MESSAGGIO PER UN'AQUILA CHE SI CREDE UN POLLO

Ecco una bella definizione della persona che si è svegliata: una persona che non marcia più al ritmo dei tamburi della società, una persona che danza seguendo la musica che sgorga dentro di lei.
Dunque, siamo stati assuefatti a droghe diverse: approvazione, attenzione, successo, prestigio, potere, capacità di eccellere, di apparire sulle prime pagine dei giornali, di fare il capo. Siamo stati assuefatti a esperienze come essere il capitano della squadra, il capo della banda, eccetera. Essendo stati esposti a queste droghe, ne siamo diventati dipendenti e abbiamo iniziato a temere di perderle.

Ricordate la perdita di controllo che provavate, il terrore per la prospettiva di fallire o di commettere degli errori, per la prospettiva di essere criticati dagli altri. Così, siete diventati vilmente dipendenti dagli altri e avete perso la vostra libertà.

Sono altri, adesso, ad avere il potere di farvi felici o infelici.

Avete bisogno delle vostre droghe, ma, per quanto odiate la sofferenza che vi provocano, vi ritrovate a essere completamente impotenti.

Quando voi venite ignorati o criticati, provate un senso di abbandono talmente insopportabile che tornate strisciando ai piedi delle persone implorando che vi venga data quella droga riconfortante chiamata sostegno, incoraggiamento, rassicurazione. Vivere con le persone in questo stato comporta una tensione infinita. "L'inferno è l'altra gente", ha detto Sartre. Com'è vero.

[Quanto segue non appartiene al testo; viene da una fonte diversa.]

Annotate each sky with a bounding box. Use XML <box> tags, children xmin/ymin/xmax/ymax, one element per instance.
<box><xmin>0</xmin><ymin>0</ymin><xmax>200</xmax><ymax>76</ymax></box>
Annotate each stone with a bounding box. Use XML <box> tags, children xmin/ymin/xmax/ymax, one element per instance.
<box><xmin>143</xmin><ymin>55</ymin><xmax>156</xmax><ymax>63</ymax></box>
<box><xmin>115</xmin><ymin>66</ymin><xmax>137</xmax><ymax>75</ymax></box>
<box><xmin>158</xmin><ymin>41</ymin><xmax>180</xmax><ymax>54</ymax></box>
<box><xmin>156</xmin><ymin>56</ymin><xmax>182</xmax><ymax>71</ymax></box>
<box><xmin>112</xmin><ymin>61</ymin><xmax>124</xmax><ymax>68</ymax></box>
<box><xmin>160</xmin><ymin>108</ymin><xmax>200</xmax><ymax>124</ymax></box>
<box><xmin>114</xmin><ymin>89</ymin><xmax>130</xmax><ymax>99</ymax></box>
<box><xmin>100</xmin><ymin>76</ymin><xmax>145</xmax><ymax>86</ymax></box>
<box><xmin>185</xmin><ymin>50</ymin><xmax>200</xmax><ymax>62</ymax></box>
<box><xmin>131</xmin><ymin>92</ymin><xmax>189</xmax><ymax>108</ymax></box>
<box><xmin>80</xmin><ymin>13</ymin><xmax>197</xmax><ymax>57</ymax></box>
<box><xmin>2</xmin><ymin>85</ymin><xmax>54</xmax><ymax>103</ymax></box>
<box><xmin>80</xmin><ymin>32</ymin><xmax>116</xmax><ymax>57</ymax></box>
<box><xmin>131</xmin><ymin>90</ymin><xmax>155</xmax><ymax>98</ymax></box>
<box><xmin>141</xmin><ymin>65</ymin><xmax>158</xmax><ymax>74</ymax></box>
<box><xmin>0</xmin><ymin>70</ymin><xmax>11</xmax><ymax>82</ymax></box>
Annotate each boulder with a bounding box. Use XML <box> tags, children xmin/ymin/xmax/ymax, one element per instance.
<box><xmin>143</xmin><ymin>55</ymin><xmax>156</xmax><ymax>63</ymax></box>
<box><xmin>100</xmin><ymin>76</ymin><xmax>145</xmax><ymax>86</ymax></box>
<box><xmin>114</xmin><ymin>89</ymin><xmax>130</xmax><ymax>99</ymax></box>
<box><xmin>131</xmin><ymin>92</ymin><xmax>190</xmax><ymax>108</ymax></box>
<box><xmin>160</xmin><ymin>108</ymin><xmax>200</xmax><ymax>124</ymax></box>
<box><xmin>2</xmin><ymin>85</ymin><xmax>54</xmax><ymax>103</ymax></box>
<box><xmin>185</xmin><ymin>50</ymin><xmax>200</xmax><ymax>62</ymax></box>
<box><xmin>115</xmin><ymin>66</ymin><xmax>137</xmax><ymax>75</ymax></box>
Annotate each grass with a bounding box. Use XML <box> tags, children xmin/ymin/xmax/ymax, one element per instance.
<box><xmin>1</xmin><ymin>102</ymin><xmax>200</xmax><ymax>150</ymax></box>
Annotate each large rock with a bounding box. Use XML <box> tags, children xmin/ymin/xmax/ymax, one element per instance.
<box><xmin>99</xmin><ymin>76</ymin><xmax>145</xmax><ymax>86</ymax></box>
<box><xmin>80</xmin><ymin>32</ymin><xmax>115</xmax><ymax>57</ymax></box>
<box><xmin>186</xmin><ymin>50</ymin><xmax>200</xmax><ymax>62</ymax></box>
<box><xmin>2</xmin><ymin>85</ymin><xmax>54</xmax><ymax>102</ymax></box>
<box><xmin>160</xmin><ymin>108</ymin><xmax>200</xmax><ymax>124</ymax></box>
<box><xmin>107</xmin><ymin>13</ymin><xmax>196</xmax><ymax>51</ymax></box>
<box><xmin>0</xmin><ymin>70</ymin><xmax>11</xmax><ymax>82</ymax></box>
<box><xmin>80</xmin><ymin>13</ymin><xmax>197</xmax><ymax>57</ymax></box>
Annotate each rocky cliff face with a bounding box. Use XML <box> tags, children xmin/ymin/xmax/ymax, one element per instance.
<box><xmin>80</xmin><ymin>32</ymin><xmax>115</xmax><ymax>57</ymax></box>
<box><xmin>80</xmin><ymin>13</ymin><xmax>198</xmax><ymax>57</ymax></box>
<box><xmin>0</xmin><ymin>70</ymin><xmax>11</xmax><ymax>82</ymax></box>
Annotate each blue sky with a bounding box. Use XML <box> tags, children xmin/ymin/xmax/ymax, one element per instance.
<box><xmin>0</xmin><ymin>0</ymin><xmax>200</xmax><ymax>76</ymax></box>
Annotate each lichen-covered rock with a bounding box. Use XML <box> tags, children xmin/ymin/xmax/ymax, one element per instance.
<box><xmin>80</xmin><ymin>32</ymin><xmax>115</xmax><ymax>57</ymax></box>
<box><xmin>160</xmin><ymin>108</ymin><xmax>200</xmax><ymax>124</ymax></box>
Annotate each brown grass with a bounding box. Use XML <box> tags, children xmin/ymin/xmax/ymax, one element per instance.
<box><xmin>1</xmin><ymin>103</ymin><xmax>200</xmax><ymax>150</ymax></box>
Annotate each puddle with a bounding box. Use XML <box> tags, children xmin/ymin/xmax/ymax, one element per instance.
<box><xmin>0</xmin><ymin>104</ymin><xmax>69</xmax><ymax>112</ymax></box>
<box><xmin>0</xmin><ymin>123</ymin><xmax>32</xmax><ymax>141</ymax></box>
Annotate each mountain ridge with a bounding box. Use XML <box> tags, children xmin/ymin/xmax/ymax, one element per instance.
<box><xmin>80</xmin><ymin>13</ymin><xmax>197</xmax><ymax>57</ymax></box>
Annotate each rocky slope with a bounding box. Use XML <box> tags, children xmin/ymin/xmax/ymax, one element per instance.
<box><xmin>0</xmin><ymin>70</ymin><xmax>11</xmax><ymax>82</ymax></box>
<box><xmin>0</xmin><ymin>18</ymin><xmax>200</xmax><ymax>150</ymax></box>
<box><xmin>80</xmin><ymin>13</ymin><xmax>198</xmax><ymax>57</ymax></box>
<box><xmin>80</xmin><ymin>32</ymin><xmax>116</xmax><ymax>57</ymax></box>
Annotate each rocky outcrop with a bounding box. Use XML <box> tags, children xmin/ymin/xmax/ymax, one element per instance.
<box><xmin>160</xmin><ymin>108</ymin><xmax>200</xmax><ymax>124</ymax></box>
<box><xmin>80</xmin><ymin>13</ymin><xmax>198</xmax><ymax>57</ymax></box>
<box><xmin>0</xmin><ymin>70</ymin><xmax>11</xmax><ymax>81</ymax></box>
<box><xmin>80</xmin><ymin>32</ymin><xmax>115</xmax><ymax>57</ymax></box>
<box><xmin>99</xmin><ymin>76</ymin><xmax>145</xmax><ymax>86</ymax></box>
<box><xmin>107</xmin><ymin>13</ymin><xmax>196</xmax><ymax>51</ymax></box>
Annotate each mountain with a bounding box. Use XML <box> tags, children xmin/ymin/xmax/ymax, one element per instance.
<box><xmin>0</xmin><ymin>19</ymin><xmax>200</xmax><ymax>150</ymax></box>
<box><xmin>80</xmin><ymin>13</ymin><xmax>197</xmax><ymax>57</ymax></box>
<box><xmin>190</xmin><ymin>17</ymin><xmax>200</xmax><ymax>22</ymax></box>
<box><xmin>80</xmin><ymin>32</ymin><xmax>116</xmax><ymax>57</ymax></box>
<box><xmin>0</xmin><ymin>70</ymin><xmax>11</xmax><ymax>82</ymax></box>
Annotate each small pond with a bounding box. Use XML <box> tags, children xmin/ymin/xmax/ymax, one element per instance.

Quando ci si trova in uno stato di dipendenza, bisogna sempre comportarsi al meglio: non ci si può lasciar andare, perché bisogna corrispondere alle aspettative altrui.
Stare con le persone significa vivere in tensione. Stare senza di esse comporta l'agonia dell'abbandono, perché se ne sente la mancanza. Avete perso la capacità di vedere le persone esattamente per quello che sono e di rispondere loro con precisione, perché la vostra percezione di esse è offuscata dall'esigenza di ricevere la droga. Vedete le persone solo nella misura in cui rappresentano un aiuto per ottenere la droga o una minaccia alla droga stessa.

Consciamente o inconsciamente, guardate sempre le persone sotto questo aspetto. Avrò quel che voglio, da loro? Non avrò quel che voglio, da loro? E se non possono né aiutarmi né minacciarmi per quanto riguarda la droga, non sono più interessato. E' un'affermazione orribile, ma mi chiedo se c'è una sola persona, qui, della quale non si possa dire questo.

Non passa momento in cui, consciamente o inconsciamente, non siate consapevoli o attenti alle reazioni degli altri, marciando al ritmo del loro tamburo.
Ecco una bella definizione della persona che si è svegliata: una persona che non marcia più al ritmo dei tamburi della società, una persona che danza seguendo la musica che sgorga dentro di lei.